A supervised learning model for identifying inactive VMs in private cloud data centers
Abstract
A private cloud has become an essential computing infrastructure for many enterprises. However, according to a recent study, 30% of VMs in data centers are not being used for any productive work. These "inactive" (or "zombie") VMs can arise from faulty VM management code within the cloud infrastructure but are usually the result of human neglect. Inactive VMs can hurt the performance of productive VMs, can distort internal cost management, and in the extreme can result in the cloud infrastructure being unable to allocate resources for new VMs. Correctly assessing the productivity of a VM can be challenging: e.g., is a VM that has low CPU utilization being used to slowly edit source code or is it an inactive VM that happens to be performing routine maintenance (e.g., virus-scan and software updates)?
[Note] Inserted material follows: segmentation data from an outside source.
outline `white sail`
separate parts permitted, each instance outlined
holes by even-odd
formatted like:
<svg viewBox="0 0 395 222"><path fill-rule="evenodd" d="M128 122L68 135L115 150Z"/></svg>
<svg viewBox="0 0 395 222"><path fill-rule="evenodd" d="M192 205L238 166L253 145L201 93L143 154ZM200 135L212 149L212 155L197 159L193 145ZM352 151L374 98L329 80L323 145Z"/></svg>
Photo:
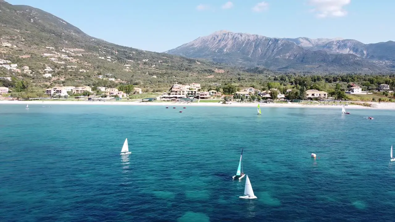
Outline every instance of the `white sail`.
<svg viewBox="0 0 395 222"><path fill-rule="evenodd" d="M126 138L125 142L124 143L124 145L122 147L122 150L121 152L129 152L129 145L128 145L128 138Z"/></svg>
<svg viewBox="0 0 395 222"><path fill-rule="evenodd" d="M251 182L250 182L250 179L248 178L248 175L247 175L246 184L244 186L244 195L250 197L253 197L255 196L254 194L254 191L252 190L252 187L251 186Z"/></svg>

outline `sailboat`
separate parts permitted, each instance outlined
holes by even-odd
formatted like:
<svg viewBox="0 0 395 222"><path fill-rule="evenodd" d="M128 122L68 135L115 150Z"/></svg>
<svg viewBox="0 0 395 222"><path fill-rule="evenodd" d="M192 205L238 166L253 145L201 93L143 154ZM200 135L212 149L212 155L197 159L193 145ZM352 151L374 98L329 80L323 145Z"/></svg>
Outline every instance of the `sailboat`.
<svg viewBox="0 0 395 222"><path fill-rule="evenodd" d="M342 107L342 113L344 113L345 114L349 114L350 113L346 111L346 108L344 108L344 106L343 106Z"/></svg>
<svg viewBox="0 0 395 222"><path fill-rule="evenodd" d="M125 142L124 142L124 145L122 147L120 155L125 155L131 153L132 153L131 152L129 152L129 145L128 145L128 138L127 138L125 140Z"/></svg>
<svg viewBox="0 0 395 222"><path fill-rule="evenodd" d="M244 149L244 148L243 148L241 150L241 154L240 155L240 160L239 162L239 167L237 167L237 171L236 173L236 175L232 177L232 178L233 179L238 178L239 180L241 180L246 175L243 172L243 163L242 160L242 156L243 155L243 150Z"/></svg>
<svg viewBox="0 0 395 222"><path fill-rule="evenodd" d="M250 179L248 178L248 175L247 175L246 184L244 186L244 196L239 197L242 199L256 199L258 198L254 194L254 191L252 190L252 187L251 186L251 182L250 182Z"/></svg>
<svg viewBox="0 0 395 222"><path fill-rule="evenodd" d="M391 145L391 162L395 161L395 158L392 156L392 145Z"/></svg>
To address this problem, we develop a supervised learning model that leverages primitive information (e.g., running process, login history, network connections) of VMs periodically collected by a lightweight data collection framework. This model employs a linear support vector machine (SVM) approach that reflects single VM behavior as well as coordinated VM behaviors. We evaluated the identification accuracy of this model with a real-world dataset within IBM of more than 750 VMs. Results show that our model has a 20% higher accuracy (90%) than state-of-the-art approaches. An accurate model is an important first step to enable private cloud infrastructures to achieve better resource management through such actions as suspending or dynamically downsizing inactive VMs.